The storied financial services firm was founded in 1945. It specializes in institutional equity, fixed income sales and trading, and serving the middle market with investment banking services, prime brokerage, and commercial real estate financing. It is also active in new businesses, including advisory and asset management services, gaming technology, and e-commerce. It has more than 5,000 institutional clients. In fact, Cantor Fitzgerald is one of 22 primary dealers that are authorized to trade US government securities with the Federal Reserve Bank of New York.
The firm’s 1,600 employees work in more than 30 locations, including financial centers in the Americas, Europe, Asia-Pacific, and the Middle East. Together with its affiliates, Cantor Fitzgerald operates in more than 60 offices in 20 countries and has more than 8,500 employees.
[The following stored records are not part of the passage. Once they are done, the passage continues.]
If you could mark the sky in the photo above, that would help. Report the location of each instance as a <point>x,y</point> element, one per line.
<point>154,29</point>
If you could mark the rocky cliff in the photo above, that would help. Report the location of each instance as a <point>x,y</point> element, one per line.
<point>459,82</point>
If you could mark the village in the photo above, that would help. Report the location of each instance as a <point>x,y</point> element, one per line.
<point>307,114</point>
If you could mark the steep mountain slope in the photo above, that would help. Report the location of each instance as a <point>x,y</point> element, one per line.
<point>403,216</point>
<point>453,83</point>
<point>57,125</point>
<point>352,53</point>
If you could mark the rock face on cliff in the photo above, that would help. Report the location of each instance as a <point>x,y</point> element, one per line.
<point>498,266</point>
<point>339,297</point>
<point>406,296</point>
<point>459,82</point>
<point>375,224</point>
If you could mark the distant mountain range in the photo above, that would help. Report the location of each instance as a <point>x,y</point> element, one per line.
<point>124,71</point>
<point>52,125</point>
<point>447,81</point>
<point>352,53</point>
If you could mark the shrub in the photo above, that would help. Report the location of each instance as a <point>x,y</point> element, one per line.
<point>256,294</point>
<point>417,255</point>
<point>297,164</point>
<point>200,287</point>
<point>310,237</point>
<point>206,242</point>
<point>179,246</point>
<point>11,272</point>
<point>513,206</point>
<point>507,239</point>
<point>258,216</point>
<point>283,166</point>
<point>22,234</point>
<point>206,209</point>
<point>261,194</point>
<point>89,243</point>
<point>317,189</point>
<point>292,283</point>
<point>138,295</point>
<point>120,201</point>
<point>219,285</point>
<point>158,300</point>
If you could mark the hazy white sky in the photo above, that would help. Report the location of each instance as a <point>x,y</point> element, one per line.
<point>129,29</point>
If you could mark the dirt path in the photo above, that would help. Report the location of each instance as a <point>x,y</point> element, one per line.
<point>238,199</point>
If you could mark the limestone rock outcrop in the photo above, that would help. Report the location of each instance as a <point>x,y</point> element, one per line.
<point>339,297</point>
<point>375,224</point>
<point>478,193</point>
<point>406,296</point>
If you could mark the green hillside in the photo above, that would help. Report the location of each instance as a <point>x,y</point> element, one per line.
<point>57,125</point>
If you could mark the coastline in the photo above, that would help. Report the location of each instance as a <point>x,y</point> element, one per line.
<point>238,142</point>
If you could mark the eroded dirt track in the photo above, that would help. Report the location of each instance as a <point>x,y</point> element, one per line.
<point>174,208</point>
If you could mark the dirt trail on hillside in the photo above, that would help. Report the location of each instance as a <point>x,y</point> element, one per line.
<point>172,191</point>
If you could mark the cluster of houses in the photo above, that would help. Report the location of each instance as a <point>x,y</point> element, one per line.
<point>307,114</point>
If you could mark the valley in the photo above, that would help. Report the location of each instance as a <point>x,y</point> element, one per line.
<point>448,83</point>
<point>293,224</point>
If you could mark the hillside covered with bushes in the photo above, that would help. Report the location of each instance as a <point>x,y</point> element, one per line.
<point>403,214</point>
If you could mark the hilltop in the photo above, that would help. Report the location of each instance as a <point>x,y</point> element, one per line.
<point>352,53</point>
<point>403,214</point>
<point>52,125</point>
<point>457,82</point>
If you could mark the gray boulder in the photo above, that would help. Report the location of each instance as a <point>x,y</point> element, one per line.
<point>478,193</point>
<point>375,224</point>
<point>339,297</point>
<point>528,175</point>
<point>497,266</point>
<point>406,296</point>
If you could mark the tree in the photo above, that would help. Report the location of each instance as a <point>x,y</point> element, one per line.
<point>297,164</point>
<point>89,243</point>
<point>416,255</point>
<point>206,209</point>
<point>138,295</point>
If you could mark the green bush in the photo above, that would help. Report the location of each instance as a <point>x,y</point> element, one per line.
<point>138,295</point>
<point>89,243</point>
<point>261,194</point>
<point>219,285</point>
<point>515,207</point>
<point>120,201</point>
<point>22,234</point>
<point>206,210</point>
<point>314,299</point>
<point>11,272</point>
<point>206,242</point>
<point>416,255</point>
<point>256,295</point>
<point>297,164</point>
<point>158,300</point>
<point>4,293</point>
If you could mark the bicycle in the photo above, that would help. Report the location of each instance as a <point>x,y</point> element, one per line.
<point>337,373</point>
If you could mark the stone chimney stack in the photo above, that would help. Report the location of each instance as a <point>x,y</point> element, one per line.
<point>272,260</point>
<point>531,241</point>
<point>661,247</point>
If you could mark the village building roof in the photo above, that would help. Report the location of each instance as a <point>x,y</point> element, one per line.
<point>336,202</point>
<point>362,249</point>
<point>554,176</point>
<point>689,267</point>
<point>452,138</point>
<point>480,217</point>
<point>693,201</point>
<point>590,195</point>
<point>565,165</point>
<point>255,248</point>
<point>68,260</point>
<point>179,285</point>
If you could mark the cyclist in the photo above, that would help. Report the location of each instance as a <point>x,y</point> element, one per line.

In 2011, Cantor’s affiliate, BGC Partners, expanded into commercial real estate services by its purchase of Newmark Knight Frank and the assets of Grubb & Ellis, to form Newmark Grubb Knight Frank.
The firms’ refusal to go out of business in the wake of the attacks has become the stuff of legend. Its corporate headquarters was on the 101st to the 105th floors of One World Trade Center in Lower Manhattan, only a handful of floors above the impact zone of a hijacked airliner. They were destroyed during the attacks. Every employee that reported for work that morning was killed in the attacks; 658 of its 960 New York employees[, 68.5% of its workforce, which was considerably more than any of the other World Trade Center tenants or the New York City Police Department, the Port Authority of New York and New Jersey Police Department, the New York City Fire Department, or the United States Department of Defense since all stairwells leading past the impact zone were destroyed by the initial crash or blocked with smoke, fire, or debris.